Dalam perjalanan Reformasi Gereja, kita melihat bahwa kebenaran bukan hanya tentang apa yang diperdebatkan atau dibuktikan melalui argumen, tetapi lebih dalam lagi, kebenaran adalah sesuatu yang dihidupi. Yesus Kristus, dalam Yohanes 14:6, berkata, "Akulah jalan dan kebenaran dan hidup." Dia mengidentifikasi diri-Nya bukan hanya sebagai seseorang yang membawa kebenaran, tetapi sebagai kebenaran itu sendiri. Namun, di dunia ini, tidak semua "kebenaran" yang diklaim oleh manusia adalah Yesus. Kita sering menemui gagasan atau kepercayaan yang mengklaim sebagai kebenaran, tetapi tidak mencerminkan hikmat atau kasih Tuhan.

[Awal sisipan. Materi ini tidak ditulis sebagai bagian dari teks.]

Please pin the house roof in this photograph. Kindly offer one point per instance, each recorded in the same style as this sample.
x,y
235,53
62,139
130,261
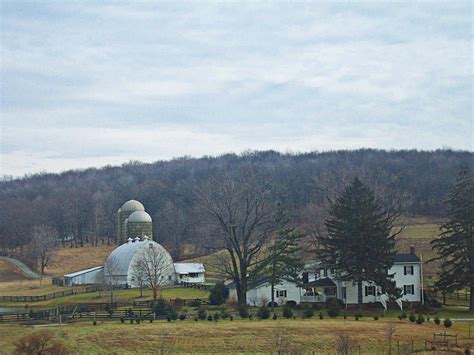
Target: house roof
x,y
406,258
186,268
326,282
81,272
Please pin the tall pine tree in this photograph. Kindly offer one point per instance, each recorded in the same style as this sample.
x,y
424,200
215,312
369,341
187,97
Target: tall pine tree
x,y
360,238
455,245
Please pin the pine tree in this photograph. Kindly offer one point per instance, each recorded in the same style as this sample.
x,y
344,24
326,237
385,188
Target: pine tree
x,y
360,238
284,262
455,245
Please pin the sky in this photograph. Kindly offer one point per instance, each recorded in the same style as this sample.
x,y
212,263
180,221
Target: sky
x,y
94,83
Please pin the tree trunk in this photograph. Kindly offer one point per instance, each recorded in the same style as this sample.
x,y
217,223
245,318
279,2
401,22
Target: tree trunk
x,y
359,294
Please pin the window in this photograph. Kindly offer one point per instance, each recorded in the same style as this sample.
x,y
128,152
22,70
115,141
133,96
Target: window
x,y
370,290
408,289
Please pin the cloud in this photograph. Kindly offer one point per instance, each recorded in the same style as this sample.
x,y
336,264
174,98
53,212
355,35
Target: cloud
x,y
208,78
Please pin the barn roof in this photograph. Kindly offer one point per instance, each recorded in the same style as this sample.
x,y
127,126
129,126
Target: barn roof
x,y
186,268
81,272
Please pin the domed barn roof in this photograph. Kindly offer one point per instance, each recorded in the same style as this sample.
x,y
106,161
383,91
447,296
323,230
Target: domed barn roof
x,y
132,205
121,258
139,217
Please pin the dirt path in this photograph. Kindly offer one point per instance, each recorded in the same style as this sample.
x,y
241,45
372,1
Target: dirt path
x,y
27,272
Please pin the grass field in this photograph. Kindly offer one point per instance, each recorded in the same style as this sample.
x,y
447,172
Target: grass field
x,y
225,336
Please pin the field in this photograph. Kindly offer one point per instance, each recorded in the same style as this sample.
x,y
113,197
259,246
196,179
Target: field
x,y
225,336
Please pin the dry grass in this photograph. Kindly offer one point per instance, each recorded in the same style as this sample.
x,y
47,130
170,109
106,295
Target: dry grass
x,y
226,336
66,260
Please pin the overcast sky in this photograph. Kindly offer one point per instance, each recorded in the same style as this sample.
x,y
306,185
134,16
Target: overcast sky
x,y
96,83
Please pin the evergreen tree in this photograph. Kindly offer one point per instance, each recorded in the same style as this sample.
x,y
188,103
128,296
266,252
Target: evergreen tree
x,y
360,238
455,245
284,262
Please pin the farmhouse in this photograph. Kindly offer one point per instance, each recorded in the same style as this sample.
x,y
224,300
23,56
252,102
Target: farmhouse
x,y
320,282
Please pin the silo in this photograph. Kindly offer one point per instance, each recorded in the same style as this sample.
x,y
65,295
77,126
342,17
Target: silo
x,y
139,224
126,210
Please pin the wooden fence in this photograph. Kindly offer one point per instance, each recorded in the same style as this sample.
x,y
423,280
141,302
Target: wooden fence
x,y
49,296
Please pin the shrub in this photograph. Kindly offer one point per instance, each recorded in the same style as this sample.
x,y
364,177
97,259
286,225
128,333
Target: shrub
x,y
177,304
173,314
218,294
40,342
287,312
202,314
243,311
308,312
225,314
161,307
263,313
420,319
195,303
447,323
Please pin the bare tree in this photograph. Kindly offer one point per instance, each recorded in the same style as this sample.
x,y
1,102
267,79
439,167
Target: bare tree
x,y
157,268
43,243
344,343
239,210
111,270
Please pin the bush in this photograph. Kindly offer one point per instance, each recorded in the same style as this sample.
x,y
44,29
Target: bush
x,y
195,303
420,319
308,312
218,294
161,307
201,314
447,323
263,313
173,314
287,312
333,312
40,342
243,311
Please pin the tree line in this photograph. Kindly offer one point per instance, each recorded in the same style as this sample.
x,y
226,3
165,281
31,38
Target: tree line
x,y
81,206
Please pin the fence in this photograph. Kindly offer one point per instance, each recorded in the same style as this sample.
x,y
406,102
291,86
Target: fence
x,y
49,296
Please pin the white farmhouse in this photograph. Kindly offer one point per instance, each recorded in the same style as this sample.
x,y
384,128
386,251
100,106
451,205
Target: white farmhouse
x,y
190,272
320,283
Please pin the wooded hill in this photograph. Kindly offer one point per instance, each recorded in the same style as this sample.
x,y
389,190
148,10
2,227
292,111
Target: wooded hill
x,y
82,205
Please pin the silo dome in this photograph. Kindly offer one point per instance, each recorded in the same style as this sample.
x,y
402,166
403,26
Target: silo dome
x,y
139,217
132,205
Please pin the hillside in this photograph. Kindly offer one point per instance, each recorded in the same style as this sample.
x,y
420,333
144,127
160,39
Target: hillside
x,y
82,205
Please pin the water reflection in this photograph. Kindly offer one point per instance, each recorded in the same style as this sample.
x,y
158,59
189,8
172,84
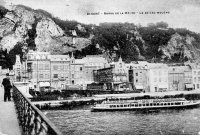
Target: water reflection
x,y
82,121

Yesus adalah Kebenaran, Tetapi Tidak Semua Kebenaran Adalah Yesus

Penting bagi kita untuk memahami bahwa tidak semua yang kita anggap benar berasal dari Tuhan. Ada banyak gagasan, ideologi, atau sistem kepercayaan di dunia yang mengklaim sebagai kebenaran, tetapi mereka tidak membawa kita lebih dekat kepada Yesus. Kebenaran yang sejati adalah yang datang dari hikmat Tuhan, dan ini tercermin dalam kehidupan kita melalui bagaimana kita mengasihi, memelihara hubungan, dan menjalani iman kita. Yakobus 3:17 mengatakan, "Tetapi hikmat yang dari atas adalah pertama-tama murni, selanjutnya pendamai, peramah, penurut, penuh belas kasihan dan buah-buah yang baik, tidak memihak dan tidak munafik." Kebenaran yang berasal dari Tuhan membawa damai, kerendahan hati, dan belas kasih.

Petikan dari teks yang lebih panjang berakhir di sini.